Descendiendo al asunto de cuyo estudio se ocupa la Sala, es evidente que el amparo solicitado se torna improcedente, toda vez que la peticionaria cuestiona un pronunciamiento efectuado por el Tribunal dentro del trámite excepcional de la acción de tutela y, si bien esa Corporación al resolver los “recursos de reposición y de apelación” interpuestos por la actora, mantuvo la determinación de no conceder la impugnación, también es verdad que aún pude concurrir a la Corte Constitucional en donde se encuentra el expediente para su eventual revisión, ante la cual puede manifestar su inconformidad con la decisión que ahora censura, para que sea ésta quien de acuerdo con las atribuciones que le competen efectúe el pronunciamiento a que haya lugar. 3.

Por lo demás, observa la Sala que el juzgador accionado contabilizó el término de tres días que tenía la actora para impugnar el fallo, a partir de la fecha en que, según constancia secretarial, fue notificada telefónicamente, comunicación que ésta acepta haber recibido, pero únicamente para informarle que debía notificarse del fallo, sin que le hubiesen dado “a conocer el contenido de la decisión, ni sus argumentos”.

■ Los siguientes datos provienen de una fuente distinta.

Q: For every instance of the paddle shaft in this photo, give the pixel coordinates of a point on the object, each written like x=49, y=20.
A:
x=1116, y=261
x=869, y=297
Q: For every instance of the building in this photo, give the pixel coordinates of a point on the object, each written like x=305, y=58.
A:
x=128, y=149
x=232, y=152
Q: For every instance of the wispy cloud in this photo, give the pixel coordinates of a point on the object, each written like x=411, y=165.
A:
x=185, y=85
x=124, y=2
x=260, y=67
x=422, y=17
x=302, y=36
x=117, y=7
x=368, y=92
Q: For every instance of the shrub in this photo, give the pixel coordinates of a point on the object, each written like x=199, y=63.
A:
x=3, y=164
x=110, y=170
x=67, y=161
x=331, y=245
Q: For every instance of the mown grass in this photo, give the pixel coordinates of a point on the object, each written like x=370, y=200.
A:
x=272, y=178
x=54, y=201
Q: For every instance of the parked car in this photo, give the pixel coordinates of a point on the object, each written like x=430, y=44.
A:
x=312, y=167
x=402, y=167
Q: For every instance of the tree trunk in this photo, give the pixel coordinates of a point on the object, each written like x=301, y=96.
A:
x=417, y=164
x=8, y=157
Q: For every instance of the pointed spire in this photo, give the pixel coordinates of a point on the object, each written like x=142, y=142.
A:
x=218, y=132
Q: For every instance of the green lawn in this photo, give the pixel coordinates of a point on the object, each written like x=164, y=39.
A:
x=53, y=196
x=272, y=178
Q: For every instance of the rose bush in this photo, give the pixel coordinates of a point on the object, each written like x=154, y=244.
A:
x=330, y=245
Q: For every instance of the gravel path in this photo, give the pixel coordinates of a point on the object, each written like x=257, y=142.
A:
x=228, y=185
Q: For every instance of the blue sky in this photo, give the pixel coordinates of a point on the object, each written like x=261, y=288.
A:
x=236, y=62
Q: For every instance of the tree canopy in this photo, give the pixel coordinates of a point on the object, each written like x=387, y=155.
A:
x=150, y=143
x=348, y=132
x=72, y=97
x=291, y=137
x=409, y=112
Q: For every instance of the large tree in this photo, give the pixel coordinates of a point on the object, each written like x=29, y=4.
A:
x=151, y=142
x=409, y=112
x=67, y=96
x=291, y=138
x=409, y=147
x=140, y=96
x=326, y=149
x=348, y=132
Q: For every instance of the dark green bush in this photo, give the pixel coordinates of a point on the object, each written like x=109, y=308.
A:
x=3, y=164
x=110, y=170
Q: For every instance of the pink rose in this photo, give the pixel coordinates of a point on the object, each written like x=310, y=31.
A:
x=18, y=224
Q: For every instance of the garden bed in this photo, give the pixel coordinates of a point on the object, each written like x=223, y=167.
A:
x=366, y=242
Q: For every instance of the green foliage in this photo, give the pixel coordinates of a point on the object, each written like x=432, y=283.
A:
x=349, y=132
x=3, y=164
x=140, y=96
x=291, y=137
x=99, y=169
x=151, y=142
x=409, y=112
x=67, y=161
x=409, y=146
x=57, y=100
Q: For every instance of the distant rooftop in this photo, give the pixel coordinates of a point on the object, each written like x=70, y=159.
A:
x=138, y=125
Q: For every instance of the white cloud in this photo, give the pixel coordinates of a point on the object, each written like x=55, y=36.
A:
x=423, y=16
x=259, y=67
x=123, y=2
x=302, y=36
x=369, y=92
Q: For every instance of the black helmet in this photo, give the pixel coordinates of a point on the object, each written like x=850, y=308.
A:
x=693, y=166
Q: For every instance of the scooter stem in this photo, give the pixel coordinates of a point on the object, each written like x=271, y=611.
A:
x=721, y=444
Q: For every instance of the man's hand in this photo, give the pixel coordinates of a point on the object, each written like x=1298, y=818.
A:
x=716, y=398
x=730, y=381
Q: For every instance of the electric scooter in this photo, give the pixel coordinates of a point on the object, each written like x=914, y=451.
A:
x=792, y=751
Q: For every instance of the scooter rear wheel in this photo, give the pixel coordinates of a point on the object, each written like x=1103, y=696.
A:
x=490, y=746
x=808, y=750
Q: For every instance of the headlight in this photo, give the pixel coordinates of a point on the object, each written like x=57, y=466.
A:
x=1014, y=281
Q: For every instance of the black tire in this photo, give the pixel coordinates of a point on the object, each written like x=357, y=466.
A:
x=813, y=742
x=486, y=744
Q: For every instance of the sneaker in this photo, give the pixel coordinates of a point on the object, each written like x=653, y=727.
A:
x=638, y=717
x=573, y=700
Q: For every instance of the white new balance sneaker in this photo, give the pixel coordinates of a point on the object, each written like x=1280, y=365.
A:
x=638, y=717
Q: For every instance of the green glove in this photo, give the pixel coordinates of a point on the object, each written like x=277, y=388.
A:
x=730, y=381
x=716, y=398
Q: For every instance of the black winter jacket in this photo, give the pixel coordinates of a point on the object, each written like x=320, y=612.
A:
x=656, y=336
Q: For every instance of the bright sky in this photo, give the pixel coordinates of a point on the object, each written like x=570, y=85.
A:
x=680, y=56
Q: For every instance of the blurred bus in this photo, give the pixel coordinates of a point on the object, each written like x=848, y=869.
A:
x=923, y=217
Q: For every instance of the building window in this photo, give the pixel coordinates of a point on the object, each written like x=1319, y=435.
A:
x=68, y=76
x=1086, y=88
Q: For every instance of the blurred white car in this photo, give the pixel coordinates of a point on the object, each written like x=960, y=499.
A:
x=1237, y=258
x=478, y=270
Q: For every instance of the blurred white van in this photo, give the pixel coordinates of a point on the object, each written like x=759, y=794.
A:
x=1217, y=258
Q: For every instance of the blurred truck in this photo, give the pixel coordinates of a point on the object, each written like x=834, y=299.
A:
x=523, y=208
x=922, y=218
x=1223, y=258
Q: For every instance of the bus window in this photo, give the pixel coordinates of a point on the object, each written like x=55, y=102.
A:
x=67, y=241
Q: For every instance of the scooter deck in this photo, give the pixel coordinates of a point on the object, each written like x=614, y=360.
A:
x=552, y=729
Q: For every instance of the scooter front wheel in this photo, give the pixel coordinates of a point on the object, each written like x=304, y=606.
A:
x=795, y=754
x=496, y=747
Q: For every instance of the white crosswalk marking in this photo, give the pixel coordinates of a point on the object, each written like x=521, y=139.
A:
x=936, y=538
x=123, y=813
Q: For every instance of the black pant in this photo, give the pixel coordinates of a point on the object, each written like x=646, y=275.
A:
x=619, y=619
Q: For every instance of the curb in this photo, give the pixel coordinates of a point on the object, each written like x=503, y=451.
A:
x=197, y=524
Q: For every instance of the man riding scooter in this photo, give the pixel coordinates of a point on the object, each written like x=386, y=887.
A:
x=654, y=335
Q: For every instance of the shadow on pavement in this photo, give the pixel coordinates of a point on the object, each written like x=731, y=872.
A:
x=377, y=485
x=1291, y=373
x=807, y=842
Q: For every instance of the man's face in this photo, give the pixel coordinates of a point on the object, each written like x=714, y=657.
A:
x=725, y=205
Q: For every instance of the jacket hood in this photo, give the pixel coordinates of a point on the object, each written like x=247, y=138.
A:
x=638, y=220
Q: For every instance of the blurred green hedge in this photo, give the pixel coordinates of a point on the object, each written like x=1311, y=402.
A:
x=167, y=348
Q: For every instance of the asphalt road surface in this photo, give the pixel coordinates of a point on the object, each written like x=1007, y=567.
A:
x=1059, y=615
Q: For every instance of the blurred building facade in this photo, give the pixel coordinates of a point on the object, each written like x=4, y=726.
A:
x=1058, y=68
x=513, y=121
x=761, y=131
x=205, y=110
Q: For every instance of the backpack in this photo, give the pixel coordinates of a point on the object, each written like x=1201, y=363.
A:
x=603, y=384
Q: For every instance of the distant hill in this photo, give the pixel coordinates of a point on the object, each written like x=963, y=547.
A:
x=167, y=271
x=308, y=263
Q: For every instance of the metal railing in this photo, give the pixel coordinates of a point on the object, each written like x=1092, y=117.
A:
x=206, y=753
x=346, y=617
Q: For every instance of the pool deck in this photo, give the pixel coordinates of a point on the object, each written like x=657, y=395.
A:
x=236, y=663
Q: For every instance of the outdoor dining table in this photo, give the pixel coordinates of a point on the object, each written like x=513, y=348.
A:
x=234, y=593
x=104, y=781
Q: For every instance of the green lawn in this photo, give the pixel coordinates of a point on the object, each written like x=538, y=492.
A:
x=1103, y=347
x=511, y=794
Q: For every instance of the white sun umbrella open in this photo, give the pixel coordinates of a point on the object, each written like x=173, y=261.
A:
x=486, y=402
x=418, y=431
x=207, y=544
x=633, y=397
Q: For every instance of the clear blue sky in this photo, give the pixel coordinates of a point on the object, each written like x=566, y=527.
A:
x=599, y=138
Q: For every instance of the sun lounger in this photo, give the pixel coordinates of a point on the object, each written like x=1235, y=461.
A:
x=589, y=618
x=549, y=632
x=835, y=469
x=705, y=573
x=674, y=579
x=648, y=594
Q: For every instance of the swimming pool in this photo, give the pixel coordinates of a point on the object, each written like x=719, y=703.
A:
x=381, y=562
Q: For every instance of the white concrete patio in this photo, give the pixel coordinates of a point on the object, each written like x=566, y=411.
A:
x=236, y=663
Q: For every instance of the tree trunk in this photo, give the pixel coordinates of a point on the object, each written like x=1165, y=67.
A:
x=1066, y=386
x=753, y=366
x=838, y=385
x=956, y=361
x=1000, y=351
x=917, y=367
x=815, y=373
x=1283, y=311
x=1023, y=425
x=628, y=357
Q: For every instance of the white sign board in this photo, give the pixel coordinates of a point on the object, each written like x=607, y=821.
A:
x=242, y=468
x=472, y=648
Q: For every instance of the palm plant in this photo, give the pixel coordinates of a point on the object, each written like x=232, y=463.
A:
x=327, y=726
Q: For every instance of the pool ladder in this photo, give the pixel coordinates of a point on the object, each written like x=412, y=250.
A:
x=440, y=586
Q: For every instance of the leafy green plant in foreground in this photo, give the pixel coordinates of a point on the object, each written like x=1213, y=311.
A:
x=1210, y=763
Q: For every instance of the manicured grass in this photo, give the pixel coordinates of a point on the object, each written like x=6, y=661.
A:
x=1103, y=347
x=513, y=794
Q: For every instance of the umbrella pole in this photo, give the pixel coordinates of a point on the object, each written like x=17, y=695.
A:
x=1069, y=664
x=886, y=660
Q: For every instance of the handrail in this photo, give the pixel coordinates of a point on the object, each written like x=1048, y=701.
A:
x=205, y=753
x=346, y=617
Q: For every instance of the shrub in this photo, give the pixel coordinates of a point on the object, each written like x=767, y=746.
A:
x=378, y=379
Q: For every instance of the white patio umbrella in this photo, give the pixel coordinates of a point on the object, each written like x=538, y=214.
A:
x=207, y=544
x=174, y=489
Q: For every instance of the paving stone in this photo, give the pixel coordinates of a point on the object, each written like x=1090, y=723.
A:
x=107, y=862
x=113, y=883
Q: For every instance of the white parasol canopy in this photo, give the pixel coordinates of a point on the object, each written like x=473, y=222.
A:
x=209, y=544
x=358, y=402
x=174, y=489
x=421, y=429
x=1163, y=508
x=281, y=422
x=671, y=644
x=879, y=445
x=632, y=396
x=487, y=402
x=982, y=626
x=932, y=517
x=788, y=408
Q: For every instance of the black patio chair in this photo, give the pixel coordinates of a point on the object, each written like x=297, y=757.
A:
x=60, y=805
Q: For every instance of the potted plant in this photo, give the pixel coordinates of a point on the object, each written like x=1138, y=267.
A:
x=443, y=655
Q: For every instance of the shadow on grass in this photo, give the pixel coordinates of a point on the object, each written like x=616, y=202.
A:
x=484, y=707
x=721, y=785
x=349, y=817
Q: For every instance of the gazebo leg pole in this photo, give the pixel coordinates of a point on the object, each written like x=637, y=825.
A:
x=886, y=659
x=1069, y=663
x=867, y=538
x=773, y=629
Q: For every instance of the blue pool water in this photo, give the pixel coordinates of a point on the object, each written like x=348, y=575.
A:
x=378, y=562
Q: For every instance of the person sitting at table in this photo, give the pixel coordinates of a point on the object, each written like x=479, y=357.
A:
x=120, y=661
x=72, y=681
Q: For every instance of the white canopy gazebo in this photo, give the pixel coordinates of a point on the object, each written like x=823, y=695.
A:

Aseveración que no aceptó el Tribunal y que, ahora, la accionante no logró demostrar, pues, de un lado, no aportó copia de la mencionada constancia; y de otro, el expediente fue enviado a la Corte Constitucional el 22 de noviembre de 2010 (folios 60 y 61), sin que, según se constató en el sistema de consulta, hubiese sido radicado, circunstancia que impide solicitar el referido documento.

Luego, por este aspecto, tampoco procede la acción, habida cuenta que no está comprobada la conducta arbitraria del accionado de modo que haga necesaria de intervención del juez constitucional. De acuerdo con lo discurrido, la Corte negará la acción de tutela impetrada. DECISIÓN En mérito de lo expuesto, la Corte Suprema de Justicia, en Sala de Casación Civil, administrando justicia en nombre de la República y por autoridad de la ley, NIEGA el amparo constitucional solicitado.

Comuníquese telegráficamente lo resuelto en esta providencia a los interesados y oportunamente, en caso de no ser impugnada, envíese el expediente a la Corte Constitucional para su eventual revisión. EDGARDO VILLAMIL PORTILLA JAIME ALBERTO ARRUBLA PAUCAR RUTH MARINA DÍAZ RUEDA FERNANDO GIRALDO GUTIÉRREZ PEDRO OCTAVIO MUNAR CADENA WILLIAM NAMÉN VARGAS ARTURO SOLARTE RODRÍGUEZ PAGE 5 POMC.